In afternoon trading Wednesday, U.S. benchmark oil was up $1.48 to $101.08. It rose to $102.18 a barrel earlier, a high since May of last year. Oil has not closed above $100 since May 3, 2012.
Brent crude, which is used to price oil used by many U.S. refineries to make gasoline, rose $1.71 to $105.71 in London.
The Energy Department reported Wednesday that U.S. crude supplies fell by 10.3 million barrels from the previous week, more than three times the drop that analysts had expected.
The drop was likely the result of reduced supplies from Canada because of a temporary pipeline shutdown there, as well as increased demand from a BP refinery that restarted in Indiana. But the drop could also be an indication that U.S. demand is rising.

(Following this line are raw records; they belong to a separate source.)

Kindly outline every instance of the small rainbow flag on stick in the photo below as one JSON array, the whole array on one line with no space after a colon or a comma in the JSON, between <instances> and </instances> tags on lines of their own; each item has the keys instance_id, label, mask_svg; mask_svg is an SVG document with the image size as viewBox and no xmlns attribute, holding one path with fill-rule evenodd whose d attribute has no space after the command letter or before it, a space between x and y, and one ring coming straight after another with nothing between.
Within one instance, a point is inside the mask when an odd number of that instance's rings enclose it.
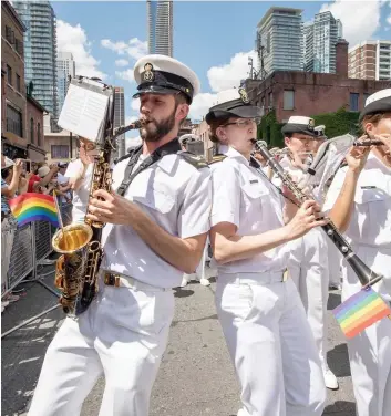
<instances>
[{"instance_id":1,"label":"small rainbow flag on stick","mask_svg":"<svg viewBox=\"0 0 391 416\"><path fill-rule=\"evenodd\" d=\"M27 193L8 202L19 227L33 221L49 221L59 227L55 201L50 195Z\"/></svg>"},{"instance_id":2,"label":"small rainbow flag on stick","mask_svg":"<svg viewBox=\"0 0 391 416\"><path fill-rule=\"evenodd\" d=\"M391 309L371 288L366 287L332 311L344 336L351 339L381 319L391 318Z\"/></svg>"}]
</instances>

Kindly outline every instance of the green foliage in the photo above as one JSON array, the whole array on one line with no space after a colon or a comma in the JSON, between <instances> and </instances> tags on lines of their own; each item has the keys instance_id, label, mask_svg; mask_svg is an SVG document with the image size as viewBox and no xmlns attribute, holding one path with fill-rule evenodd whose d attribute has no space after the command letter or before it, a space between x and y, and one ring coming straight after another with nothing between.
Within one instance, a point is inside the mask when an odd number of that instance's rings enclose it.
<instances>
[{"instance_id":1,"label":"green foliage","mask_svg":"<svg viewBox=\"0 0 391 416\"><path fill-rule=\"evenodd\" d=\"M359 135L359 112L349 112L341 107L335 113L323 113L311 117L316 126L325 125L326 135L332 138L347 133ZM265 141L269 148L284 147L282 126L284 124L277 122L275 111L270 111L258 126L257 139Z\"/></svg>"},{"instance_id":2,"label":"green foliage","mask_svg":"<svg viewBox=\"0 0 391 416\"><path fill-rule=\"evenodd\" d=\"M335 113L325 113L313 115L315 125L325 125L326 135L329 138L341 136L350 133L358 134L359 112L348 112L344 107L337 110Z\"/></svg>"},{"instance_id":3,"label":"green foliage","mask_svg":"<svg viewBox=\"0 0 391 416\"><path fill-rule=\"evenodd\" d=\"M257 138L265 141L268 147L284 147L284 137L281 134L282 124L276 119L275 111L270 111L266 114L257 131Z\"/></svg>"}]
</instances>

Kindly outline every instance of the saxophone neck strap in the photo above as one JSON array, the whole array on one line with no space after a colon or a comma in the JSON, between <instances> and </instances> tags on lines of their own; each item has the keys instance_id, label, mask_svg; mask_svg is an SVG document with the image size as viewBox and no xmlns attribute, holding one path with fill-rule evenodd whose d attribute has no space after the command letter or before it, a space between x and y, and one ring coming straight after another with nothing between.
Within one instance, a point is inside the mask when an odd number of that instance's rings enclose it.
<instances>
[{"instance_id":1,"label":"saxophone neck strap","mask_svg":"<svg viewBox=\"0 0 391 416\"><path fill-rule=\"evenodd\" d=\"M177 138L166 143L165 145L158 147L155 152L153 152L145 160L143 160L135 171L133 171L134 167L136 166L138 158L143 152L143 146L141 145L137 147L133 154L130 156L130 160L125 168L124 178L117 189L117 194L120 196L124 196L127 188L132 184L133 179L143 170L147 169L150 166L158 162L162 157L171 154L176 154L181 152L181 145Z\"/></svg>"}]
</instances>

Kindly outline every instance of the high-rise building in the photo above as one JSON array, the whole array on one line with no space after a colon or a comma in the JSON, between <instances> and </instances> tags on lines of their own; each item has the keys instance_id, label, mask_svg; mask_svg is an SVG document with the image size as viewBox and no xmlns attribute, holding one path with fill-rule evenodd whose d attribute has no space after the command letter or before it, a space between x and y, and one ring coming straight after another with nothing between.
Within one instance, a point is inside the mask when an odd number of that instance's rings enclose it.
<instances>
[{"instance_id":1,"label":"high-rise building","mask_svg":"<svg viewBox=\"0 0 391 416\"><path fill-rule=\"evenodd\" d=\"M173 56L173 2L146 1L148 52Z\"/></svg>"},{"instance_id":2,"label":"high-rise building","mask_svg":"<svg viewBox=\"0 0 391 416\"><path fill-rule=\"evenodd\" d=\"M53 8L49 1L13 1L13 7L27 27L25 83L32 81L33 97L56 118L56 22Z\"/></svg>"},{"instance_id":3,"label":"high-rise building","mask_svg":"<svg viewBox=\"0 0 391 416\"><path fill-rule=\"evenodd\" d=\"M342 38L342 23L326 11L303 27L305 71L336 73L336 44Z\"/></svg>"},{"instance_id":4,"label":"high-rise building","mask_svg":"<svg viewBox=\"0 0 391 416\"><path fill-rule=\"evenodd\" d=\"M56 81L58 81L58 108L59 114L65 101L69 76L74 77L76 71L75 62L71 52L59 52L56 59Z\"/></svg>"},{"instance_id":5,"label":"high-rise building","mask_svg":"<svg viewBox=\"0 0 391 416\"><path fill-rule=\"evenodd\" d=\"M349 77L391 80L391 41L364 41L349 50Z\"/></svg>"},{"instance_id":6,"label":"high-rise building","mask_svg":"<svg viewBox=\"0 0 391 416\"><path fill-rule=\"evenodd\" d=\"M301 13L299 9L272 7L263 17L257 25L259 74L303 70Z\"/></svg>"},{"instance_id":7,"label":"high-rise building","mask_svg":"<svg viewBox=\"0 0 391 416\"><path fill-rule=\"evenodd\" d=\"M114 87L114 128L125 124L125 94L122 86ZM125 135L122 134L116 138L117 147L114 157L124 156L126 153Z\"/></svg>"}]
</instances>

At the same time, traders were worried that political upheaval in Egypt could slow the flow of oil from the Middle East to world markets. Embattled Egyptian President Mohammed Morsi vowed not to resign ahead of a deadline to yield to the demands of millions of protesters. The Egyptian military has threatened to suspend the constitution, disband parliament and install a new leadership.
Army troops backed by armor and including commandos have deployed across much of the Egyptian capital, surrounding protests by the president s supporters.
Egypt is not an oil producer but its control of the Suez Canal, one of the world s busiest shipping lanes, gives it a crucial role in maintaining global energy supplies. The Middle East accounts for about a quarter of the world s crude oil output, or 23 million barrels per day. About 2 million barrels of that, or 2.2 percent of world demand, are transported daily through the Suez Canal, which links the Mediterranean with the Red Sea. Much of that oil is headed to Europe, but a supply drop anywhere in the world leads to higher prices everywhere.
Some analysts suggested market reaction to the political crisis in Egypt was exaggerated.
“Each time there is a bit of confusion in Egypt there will be calls that a geopolitical premium needs to be added to oil because of the risk to the Suez Canal,” said Olivier Jakob of Petromatrix in Switzerland. “But if there is one thing that the military has control of in Egypt it is the Suez Canal. We therefore do not see a significant risk for free passage on the waterway.”